I'd like to talk about the world these days, care to join in?
Hey, friends. I'd like to take a few minutes of your time to talk and converse. Please, feel free to join in. I'm not trying to make any points or whatnot, but I need to get this out of my head.
It doesn't take a rocket surgeon to see that there is a lot going on these days. I know that there's always a lot going on, but it just seems to be on my mind a lot more than it used to. I'm unsure if it's because things out there actually are heating up, if the current news cycle is finally paying some attention, if I'm just more interested/aware as I get older, or if it's some combination of these. Regardless, it just seems like there's so much to think about.
To begin, there's the domestic stuff. We have an inevitable recession coming our way sooner than later (recessions being a feature of our application of Capitalism, after all), and, of course, the mess in the other Washington. I'm doing my best to keep up with the impeachment, while not letting it really "get to me". As I get older, I find that I care more and more about the wellbeing of my country, and the utter shame that is this current administration makes me genuinely concerned for the health of our nation and the people in it. I cannot help but think to myself that I am watching the arguably most significant political crisis since Watergate unfolding before me - live, in real-time. It's wild, as you know that you live through history in the making, but you never really think that you're going to live through something of this caliber.
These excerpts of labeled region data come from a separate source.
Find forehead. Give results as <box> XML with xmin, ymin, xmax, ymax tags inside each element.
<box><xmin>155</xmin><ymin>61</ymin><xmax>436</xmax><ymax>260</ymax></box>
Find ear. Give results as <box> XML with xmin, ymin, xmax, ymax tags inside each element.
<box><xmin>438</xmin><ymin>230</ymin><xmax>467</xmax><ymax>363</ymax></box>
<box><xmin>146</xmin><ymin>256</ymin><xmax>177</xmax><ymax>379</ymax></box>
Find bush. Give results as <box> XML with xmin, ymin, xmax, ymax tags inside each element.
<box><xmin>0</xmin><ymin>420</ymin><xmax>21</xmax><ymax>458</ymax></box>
While I'm hopeful that our own brush with populism will turn out OK (our 3 branch government is remarkably robust), I still worry about us and the other countries that are dealing with it now too. We have Bolsonaro and Duerte, Brexit and Trump. We have the mess in Bolivia, and frankly I still don't exactly have my head wrapped fully around what the hell is actually going on there. We have the trickery of Putin and his loyal cronies. Even populism aside, we have the unrest and violence in Lebanon, Syria, Chile and Iran. And of course, let's not forget our friends in Hong Kong.
I look at the HK situation and feel extra helpless. I was 7 when Tiananmen Square happened, and I kinda remember it. I certainly remember tank man on the news, but that was about it. I see what's going on in Hong Kong and I cannot get past the feeling that they're literally fighting a losing battle for their lives. I can't imagine how they'll survive this without getting steamrolled, unless a foreign power steps in. You know that'll alter the course of the 21st century. I mean, hell. Even if things turn out rosy, this is still probably one of the most significant events of this century. And here I am, watching it in real-time again.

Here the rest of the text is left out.